3. Weakly supervised training paradigm: Pseudo-labels generated zero-shot by pre-trained experts, discarding SfM

Tracing the supervision sources reveals no requirement for scene-specific 3D ground truth: relative depth comes from off-the-shelf monocular models, and sparse correspondences from off-the-shelf matchers. Both are obtained by running zero-shot on input images, treating pre-trained expert models as free annotators. The only remaining external assumption is known camera intrinsics—which is accessible in most practical acquisitions. This paradigm expands the training data boundary from "scenes with SfM labels" to "any set of unlabeled multi-view images," removing the annotation pipeline bottleneck for FFRM scaling.

Loss & Training

The total loss is the sum of the ambiguity-aware scale-invariant depth loss and the triangulation-based reprojection loss, jointly supervising depth and pose. The model is trained from scratch without loading pre-trained weights from any fully supervised FFRMs. Specific hyperparameters for loss weighting follow the original text.

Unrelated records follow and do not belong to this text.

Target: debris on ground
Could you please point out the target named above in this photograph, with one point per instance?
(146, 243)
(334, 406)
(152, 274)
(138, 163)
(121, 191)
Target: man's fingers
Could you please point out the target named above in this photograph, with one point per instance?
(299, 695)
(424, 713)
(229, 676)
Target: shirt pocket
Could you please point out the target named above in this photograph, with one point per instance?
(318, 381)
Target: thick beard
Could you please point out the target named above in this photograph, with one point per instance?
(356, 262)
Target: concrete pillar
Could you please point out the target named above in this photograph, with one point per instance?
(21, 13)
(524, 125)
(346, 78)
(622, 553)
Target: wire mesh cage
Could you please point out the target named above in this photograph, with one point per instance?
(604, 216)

⚠️ Specific weighting and training details for the above losses are subject to the original paper.

Key Experimental Results

Main Results

Method Supervision Depth Accuracy Pose Accuracy Note
MVDUSt3R Full Medium Medium Early FFRM
FLARE Full Medium Medium Recent FFRM
AnyCam Weak (Pose) Medium Focuses on pose
Reliev3R Weak Equal/Exceed Exceeds AnyCam No geometric labels

Performance equates to or exceeds some fully supervised methods using significantly less annotated data.

Ablation Study

Configuration Depth Accuracy Pose Accuracy Description
Relative depth loss only Medium (Local good) Poor Lacks global consistency
Reprojection loss only Poor Medium Lacks depth shape constraint
Both combined Optimal Optimal Significant complementary effect
No ambiguity awareness Decrease Noise introduced in sky areas

Key Findings

  • The two supervision signals are highly complementary: relative depth constrains local shapes, while reprojection constrains global alignment.
  • The ambiguity-aware mechanism is crucial—without it, incorrect depth estimates in sky/reflection regions disrupt optimization.
  • Significantly exceeds AnyCam (also weakly supervised) in pose estimation, indicating that joint optimization of depth and pose is more effective than independent estimation.

Highlights & Insights

  • Lowering the data barrier for 3D learning: Transitioning from "requiring SfM labels" to "only images + pre-trained models" significantly reduces training data construction costs.
  • Pre-trained models as free annotators: Pseudo-labels from monocular depth models and matchers are sufficient to replace expensive SfM pipelines.
  • Towards scalable 3D foundation models: Eliminating geometric annotation bottlenecks allows FFRMs to be trained on multi-view data of any scale.

Limitations & Future Work

  • Still assumes known camera intrinsics; though usually accessible, it limits "zero-hypothesis" learning.
  • Pseudo-label quality is bounded by pre-trained models—potential unreliability in severe out-of-distribution scenes.
  • Current performance is slightly below the latest fully supervised FFRMs (e.g., VGGT, Fast3R), though the gap is narrowing.
  • Future work could explore completely self-supervised training paradigms (without intrinsics).
  • vs DUSt3R/MASt3R/VGGT: These fully supervised FFRMs are stronger but rely on SfM labels; Reliev3R removes this dependency.
  • vs AnyCam: Both are weakly supervised, but AnyCam only estimates pose, while Reliev3R estimates both depth and pose.
  • vs MonoDepth: Monocular depth methods lack multi-view consistency; Reliev3R uses it as a component rather than the final solution.

Rating

  • Novelty: ⭐⭐⭐⭐⭐ First method to train FFRM from scratch without multi-view geometric annotations; paradigm innovation.
  • Experimental Thoroughness: ⭐⭐⭐⭐ Comprehensive cross-dataset comparisons.
  • Writing Quality: ⭐⭐⭐⭐ Clear motivation, complete technical details.
  • Value: ⭐⭐⭐⭐⭐ Significantly drives scalable 3D reconstruction.